Resolved a source volume of a few tens of meters horizontally and about 100 meters vertically.

Demonstrated the method's ability to distinguish small-scale seismic sources without a velocity model.

Indicated the hypocentres are unlikely related to glacial processes due to depth distribution.

Abstract

Relative relocation methods are commonly used to precisely relocate earthquake clusters consisting of similar waveforms. Repeating waveforms are often recorded at volcanoes, where, however, the crust structure is expected to contain strong heterogeneities and therefore the 1D velocity model assumption that is made in most location strategies is not likely to describe reality. A peculiar cluster of repeating low-frequency seismic events was recorded on the south flank of Katla volcano (Iceland) from 2011. As the hypocentres are located at the rim of the glacier, the seismicity may be due to volcanic or glacial processes.
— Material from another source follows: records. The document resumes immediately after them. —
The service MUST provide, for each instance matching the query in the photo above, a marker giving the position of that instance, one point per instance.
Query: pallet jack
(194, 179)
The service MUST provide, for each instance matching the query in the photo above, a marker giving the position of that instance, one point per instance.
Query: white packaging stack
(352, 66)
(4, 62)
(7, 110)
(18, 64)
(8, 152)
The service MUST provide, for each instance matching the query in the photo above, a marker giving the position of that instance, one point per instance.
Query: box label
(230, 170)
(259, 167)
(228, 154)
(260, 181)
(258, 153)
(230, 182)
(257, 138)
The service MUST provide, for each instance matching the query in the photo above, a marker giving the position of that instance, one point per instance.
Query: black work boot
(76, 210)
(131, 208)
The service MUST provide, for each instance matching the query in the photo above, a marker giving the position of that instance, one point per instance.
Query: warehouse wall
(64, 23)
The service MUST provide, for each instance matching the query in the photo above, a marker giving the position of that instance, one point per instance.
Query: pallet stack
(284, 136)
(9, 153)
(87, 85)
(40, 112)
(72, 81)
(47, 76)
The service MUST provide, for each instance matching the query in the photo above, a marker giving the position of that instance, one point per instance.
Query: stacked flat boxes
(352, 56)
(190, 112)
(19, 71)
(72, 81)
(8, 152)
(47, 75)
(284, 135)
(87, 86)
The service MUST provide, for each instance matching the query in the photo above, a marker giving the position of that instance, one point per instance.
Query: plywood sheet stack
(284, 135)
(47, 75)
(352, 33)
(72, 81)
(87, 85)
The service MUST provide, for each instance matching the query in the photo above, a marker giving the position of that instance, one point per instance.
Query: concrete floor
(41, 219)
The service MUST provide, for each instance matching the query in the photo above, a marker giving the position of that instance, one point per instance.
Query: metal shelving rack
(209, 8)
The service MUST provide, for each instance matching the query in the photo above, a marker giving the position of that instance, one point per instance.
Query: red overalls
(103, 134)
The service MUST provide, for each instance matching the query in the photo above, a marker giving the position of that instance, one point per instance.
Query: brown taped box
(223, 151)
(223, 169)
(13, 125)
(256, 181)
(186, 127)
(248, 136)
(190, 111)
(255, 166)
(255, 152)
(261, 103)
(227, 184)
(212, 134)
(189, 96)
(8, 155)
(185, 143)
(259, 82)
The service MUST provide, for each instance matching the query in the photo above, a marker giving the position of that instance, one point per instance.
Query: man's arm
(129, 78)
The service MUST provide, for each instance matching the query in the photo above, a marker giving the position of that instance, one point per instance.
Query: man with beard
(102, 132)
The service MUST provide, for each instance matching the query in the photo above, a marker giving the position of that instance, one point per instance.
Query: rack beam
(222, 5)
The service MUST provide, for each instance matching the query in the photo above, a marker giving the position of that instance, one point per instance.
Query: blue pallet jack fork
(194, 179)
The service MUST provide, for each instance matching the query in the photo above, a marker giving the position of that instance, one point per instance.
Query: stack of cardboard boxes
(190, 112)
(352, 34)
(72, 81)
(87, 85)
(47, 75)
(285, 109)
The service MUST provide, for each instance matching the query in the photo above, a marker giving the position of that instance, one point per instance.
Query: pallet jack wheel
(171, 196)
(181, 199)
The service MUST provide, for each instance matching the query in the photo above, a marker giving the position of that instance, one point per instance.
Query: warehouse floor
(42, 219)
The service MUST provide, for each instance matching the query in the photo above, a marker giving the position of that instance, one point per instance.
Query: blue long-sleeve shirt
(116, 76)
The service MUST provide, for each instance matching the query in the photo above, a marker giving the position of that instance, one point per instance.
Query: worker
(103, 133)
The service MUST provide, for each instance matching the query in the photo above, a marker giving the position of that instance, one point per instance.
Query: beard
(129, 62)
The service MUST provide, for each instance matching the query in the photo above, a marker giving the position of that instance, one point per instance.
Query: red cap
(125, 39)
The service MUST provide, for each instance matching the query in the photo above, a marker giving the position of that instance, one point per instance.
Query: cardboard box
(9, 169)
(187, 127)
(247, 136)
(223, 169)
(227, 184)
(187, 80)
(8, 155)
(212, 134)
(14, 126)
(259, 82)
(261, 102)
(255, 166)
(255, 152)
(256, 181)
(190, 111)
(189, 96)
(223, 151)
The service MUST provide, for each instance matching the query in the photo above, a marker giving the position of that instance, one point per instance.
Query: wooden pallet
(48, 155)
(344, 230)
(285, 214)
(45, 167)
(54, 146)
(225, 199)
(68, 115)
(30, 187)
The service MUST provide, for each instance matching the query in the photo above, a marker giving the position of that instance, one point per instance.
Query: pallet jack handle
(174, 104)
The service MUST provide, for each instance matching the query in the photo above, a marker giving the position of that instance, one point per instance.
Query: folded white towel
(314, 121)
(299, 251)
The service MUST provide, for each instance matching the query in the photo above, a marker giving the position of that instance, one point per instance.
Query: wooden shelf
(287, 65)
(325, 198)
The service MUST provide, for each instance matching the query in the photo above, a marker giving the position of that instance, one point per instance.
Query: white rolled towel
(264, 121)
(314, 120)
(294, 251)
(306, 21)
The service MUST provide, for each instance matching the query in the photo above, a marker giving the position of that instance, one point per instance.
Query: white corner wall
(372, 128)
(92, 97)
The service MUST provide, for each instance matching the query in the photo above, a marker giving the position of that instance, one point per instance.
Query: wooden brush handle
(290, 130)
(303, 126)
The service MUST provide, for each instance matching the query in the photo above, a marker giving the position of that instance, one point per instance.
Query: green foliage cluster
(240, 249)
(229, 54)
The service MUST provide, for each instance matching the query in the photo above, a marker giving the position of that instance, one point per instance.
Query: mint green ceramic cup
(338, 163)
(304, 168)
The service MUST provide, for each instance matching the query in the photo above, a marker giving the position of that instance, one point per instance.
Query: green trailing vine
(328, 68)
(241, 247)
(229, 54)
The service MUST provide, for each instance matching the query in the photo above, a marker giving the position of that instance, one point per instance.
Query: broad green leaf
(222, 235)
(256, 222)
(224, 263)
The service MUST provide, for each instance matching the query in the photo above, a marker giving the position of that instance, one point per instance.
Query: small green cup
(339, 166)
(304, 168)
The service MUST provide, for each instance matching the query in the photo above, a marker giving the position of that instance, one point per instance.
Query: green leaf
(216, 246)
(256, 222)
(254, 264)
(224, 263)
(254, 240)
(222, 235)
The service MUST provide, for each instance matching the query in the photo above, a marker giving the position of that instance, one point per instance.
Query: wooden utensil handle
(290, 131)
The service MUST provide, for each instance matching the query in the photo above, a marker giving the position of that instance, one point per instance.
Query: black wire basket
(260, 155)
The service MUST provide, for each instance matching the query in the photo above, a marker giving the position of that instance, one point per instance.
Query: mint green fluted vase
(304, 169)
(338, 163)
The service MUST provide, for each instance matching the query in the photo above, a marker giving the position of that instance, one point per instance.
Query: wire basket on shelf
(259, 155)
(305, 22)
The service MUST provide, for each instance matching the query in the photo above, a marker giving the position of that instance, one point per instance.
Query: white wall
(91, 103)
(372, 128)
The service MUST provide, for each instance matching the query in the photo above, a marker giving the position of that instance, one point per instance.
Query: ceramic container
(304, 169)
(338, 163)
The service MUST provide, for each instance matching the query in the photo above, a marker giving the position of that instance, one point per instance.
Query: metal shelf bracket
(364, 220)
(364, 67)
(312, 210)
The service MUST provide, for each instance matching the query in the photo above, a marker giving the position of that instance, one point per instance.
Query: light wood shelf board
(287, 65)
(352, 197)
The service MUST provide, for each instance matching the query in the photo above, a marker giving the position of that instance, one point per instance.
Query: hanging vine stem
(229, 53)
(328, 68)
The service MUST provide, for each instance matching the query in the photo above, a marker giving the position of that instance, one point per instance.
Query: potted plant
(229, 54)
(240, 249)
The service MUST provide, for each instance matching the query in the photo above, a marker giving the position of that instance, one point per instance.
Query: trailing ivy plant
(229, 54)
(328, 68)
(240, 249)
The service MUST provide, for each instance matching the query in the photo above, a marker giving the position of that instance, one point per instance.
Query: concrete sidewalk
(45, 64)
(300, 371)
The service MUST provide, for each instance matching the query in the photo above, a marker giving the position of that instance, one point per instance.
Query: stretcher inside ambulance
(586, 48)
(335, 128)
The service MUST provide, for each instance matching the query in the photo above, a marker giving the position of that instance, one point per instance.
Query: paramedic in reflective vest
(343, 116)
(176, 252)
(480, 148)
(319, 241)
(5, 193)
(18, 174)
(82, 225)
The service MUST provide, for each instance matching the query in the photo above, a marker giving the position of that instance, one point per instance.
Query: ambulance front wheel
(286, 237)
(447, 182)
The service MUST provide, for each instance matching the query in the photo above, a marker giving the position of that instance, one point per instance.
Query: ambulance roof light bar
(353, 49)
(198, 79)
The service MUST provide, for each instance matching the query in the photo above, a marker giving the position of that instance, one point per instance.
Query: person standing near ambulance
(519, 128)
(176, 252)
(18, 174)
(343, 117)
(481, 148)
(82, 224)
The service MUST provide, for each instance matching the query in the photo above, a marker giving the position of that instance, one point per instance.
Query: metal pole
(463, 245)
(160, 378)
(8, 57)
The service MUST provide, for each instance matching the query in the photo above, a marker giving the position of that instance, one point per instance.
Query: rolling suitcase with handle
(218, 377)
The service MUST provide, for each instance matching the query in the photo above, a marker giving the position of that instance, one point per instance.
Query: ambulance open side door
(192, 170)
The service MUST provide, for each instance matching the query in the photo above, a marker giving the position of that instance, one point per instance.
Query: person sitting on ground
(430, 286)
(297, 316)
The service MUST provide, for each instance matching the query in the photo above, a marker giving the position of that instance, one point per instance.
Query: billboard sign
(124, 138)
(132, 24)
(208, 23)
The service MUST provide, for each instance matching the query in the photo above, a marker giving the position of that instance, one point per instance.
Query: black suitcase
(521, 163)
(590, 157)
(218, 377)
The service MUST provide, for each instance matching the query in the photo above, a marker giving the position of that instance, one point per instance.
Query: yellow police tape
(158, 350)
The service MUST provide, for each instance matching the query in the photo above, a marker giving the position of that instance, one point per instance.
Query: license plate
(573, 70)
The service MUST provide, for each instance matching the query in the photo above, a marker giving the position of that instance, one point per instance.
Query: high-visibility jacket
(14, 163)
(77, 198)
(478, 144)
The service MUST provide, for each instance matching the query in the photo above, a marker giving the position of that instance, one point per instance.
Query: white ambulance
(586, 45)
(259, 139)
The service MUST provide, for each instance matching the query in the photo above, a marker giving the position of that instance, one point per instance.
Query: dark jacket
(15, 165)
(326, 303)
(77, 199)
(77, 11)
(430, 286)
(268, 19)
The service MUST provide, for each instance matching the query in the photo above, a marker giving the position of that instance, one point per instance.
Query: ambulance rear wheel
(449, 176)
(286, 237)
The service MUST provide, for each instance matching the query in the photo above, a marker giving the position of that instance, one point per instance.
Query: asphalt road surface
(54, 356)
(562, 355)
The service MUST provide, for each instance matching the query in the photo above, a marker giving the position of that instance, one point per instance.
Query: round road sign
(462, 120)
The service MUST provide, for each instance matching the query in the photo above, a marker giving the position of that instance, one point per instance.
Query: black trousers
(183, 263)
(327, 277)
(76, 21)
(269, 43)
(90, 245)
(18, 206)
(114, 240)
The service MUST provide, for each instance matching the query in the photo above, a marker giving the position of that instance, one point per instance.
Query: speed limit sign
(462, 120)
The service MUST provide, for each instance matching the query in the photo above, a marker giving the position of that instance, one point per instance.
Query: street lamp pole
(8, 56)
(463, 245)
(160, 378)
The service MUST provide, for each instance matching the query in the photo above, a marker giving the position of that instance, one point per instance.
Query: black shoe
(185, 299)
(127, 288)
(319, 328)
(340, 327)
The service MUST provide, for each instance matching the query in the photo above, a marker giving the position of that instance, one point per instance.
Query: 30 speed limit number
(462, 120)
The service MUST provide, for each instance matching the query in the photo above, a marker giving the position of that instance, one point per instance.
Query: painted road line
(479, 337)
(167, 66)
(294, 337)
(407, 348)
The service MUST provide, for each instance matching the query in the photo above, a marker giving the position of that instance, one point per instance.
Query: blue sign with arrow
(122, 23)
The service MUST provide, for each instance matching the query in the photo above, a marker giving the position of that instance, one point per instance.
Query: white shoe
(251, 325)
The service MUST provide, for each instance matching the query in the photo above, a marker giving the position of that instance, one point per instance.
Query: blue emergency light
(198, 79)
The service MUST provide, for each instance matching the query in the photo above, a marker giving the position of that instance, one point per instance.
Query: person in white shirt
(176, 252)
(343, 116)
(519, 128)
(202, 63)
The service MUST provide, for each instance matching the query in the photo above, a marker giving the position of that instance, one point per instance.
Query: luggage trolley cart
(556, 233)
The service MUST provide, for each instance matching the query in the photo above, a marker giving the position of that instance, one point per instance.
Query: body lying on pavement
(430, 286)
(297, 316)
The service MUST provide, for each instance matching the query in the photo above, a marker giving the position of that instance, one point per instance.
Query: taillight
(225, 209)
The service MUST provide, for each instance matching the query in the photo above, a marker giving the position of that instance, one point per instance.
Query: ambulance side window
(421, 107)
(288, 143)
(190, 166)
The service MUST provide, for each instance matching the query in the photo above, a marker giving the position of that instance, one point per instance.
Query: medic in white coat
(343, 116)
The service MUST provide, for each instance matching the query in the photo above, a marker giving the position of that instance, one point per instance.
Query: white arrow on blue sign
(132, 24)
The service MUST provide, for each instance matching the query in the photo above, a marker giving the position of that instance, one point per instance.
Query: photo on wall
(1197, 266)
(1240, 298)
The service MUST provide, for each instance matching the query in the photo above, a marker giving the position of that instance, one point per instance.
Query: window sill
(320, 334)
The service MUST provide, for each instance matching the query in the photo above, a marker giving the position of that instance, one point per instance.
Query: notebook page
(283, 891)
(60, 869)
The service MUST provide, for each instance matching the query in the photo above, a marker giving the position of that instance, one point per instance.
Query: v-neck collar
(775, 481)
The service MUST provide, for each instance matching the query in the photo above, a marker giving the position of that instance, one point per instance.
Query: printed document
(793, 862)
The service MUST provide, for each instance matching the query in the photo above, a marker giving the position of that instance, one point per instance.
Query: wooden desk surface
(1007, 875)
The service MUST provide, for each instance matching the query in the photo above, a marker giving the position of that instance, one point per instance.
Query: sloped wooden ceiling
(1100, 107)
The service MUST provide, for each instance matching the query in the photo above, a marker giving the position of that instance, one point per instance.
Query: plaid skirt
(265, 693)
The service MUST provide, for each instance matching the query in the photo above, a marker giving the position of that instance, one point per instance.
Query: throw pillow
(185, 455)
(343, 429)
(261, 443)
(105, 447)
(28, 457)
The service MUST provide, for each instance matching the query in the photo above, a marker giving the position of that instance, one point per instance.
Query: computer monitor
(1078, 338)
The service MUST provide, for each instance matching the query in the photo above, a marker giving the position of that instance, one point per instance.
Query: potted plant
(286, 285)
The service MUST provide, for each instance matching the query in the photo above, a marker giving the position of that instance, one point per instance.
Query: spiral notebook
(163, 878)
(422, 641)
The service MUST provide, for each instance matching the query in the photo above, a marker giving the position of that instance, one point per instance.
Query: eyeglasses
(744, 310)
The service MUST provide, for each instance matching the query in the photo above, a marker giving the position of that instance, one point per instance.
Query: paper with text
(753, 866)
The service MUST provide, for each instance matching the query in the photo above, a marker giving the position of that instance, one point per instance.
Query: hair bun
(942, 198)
Information on the size and shape of the cluster may help constraining the source process. The extreme similarity of waveforms points to a very small spatial distribution of hypocentres. In order to extract meaningful information about size and shape of the cluster, we minimize uncertainty by optimizing the cross-correlation measurements and relative-relocation process. With a synthetic test we determine the best parameters for differential-time measurements and estimate their uncertainties, specifically for each waveform. We design a relocation strategy to work without a predefined velocity model, by formulating and inverting the problem to seek changes in both location and slowness, thus accounting for azimuth, take-off angles and velocity deviations from a 1D model. We solve the inversion explicitly in order to propagate data errors through the calculation. With this approach we are able to resolve a source volume few tens of meters wide on horizontal directions and around 100 meters in depth. There is no suggestion that the hypocentres lie on a single fault plane and the depth distribution indicates that their source is unlikely to be related to glacial processes as the ice thickness is not expected to exceed few tens of meters in the source area.